Property/casualty insurer Travelers is now providing its insurance agents and brokers with before-and-after photos of areas affected by disasters.
The Travelers Catastrophe Map Viewer provides access to searchable, high-resolution aerial images that are often available within one or two days after a catastrophic event — normally before anyone can physically access the location. This capability enables agents and brokers to quickly notify customers about the condition of their properties and begin the claim process when necessary, the company said.
“Waiting to see if your property is safe following an emergency evacuation is stressful,” said Patrick Gee, senior vice president of Personal Insurance Claim at Travelers, adding that with this new tool, agents and brokers can quickly see which locations were damaged by a catastrophe and begin the recovery process.
The viewer uses photos provided by the National Insurance Crime Bureau’s Geospatial Intelligence Center, which sends aircraft equipped with aerial camera systems over certain disaster areas to capture images and assess damage. The GIC is a consortium of insurers that includes Travelers and about 10 other insurance companies.
The insurer said the tool will be most useful in events such as hurricanes, tornadoes and wildfires, where damages are evident from above.
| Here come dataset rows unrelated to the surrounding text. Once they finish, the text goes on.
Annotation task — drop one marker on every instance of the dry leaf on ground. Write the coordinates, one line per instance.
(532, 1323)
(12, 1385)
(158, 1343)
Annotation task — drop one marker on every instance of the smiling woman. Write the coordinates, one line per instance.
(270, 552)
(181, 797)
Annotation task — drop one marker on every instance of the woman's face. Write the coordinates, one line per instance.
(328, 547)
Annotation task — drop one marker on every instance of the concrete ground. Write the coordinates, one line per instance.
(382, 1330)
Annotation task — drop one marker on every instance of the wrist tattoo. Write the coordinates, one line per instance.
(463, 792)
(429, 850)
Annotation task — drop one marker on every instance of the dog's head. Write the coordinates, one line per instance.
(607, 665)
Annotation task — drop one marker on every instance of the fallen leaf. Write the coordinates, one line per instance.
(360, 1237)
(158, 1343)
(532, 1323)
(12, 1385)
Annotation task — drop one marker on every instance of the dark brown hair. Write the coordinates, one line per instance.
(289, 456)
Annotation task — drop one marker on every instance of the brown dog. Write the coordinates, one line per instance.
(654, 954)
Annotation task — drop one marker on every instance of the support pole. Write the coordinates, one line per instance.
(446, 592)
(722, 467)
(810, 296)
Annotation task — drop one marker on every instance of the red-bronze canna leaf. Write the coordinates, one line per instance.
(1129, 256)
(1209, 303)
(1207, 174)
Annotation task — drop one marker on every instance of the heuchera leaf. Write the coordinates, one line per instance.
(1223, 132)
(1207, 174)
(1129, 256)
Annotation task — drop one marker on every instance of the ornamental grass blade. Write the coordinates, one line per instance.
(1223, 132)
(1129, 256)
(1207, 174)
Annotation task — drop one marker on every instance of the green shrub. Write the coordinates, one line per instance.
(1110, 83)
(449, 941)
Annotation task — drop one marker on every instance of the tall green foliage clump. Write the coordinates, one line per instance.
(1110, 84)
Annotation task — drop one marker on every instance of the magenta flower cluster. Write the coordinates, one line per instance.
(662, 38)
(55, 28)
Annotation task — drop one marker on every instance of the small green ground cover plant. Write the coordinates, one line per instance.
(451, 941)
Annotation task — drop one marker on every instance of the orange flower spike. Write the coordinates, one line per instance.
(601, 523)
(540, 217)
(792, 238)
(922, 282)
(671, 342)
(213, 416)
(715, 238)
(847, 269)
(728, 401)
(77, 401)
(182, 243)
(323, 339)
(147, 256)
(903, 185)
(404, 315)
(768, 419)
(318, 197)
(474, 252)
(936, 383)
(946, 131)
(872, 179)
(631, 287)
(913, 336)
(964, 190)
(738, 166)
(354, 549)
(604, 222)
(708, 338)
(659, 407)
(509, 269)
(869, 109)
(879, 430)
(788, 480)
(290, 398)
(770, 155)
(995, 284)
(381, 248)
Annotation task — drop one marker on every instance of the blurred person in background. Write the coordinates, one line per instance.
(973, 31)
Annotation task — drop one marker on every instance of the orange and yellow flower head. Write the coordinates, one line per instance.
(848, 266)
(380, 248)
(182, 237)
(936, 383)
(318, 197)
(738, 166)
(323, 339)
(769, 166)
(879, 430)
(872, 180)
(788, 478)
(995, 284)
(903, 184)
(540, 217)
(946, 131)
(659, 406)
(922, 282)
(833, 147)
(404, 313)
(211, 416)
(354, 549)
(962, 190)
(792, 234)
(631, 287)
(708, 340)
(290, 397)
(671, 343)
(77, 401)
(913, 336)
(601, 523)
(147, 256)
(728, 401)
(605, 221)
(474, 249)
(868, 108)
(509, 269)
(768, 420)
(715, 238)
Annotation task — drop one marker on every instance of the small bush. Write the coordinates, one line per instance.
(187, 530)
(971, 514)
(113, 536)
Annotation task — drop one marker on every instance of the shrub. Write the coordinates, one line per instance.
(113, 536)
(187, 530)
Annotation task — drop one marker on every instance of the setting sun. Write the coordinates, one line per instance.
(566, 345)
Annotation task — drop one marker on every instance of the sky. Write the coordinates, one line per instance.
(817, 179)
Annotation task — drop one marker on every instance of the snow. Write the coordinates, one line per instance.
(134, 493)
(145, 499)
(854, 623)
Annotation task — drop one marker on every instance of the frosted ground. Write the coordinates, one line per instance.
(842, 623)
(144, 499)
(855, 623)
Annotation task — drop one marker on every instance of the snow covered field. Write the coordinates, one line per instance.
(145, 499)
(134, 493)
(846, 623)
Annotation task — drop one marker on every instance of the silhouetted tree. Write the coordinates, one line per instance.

Agents and brokers can access the Travelers Catastrophe Map Viewer by logging into the Agents section of Travelers.com.
Earlier this year, Munich Re began offering an analytics tool to carriers that can quickly assess property damage and can be used in conjunction with the aerial images taken by the GIC.
Roman Buegler, head of Munich Re’s innovation lab, said a pilot program that launched in 2016 showed 30% of all claims after a natural disaster can be settled after a simple desk audit using the remote sensing tool. He said Munich Re tested the system using GIC aerial photography during the 2018 hurricane season, which brought ashore the Category 5 Hurricane Michael in Mexico Beach, Florida.
Ryan Bank, managing director of the GIC, said the system proved its potential to speed up claims payments after Hurricane Michael. “In more than 40 percent of all property claims, its damage assessment was delivered before the insurer received the first notice of loss from the policyholder,” Bank said.
In addition to Travelers and Munich Re, members of the GIC include Allstate, USAA, MetLife, The Hartford and Citizens Property Insurance Corp.
Recently two property insurance analytics firms — CoreLogic and Betterview— announced they have incorporated GIC imagery into their product platforms.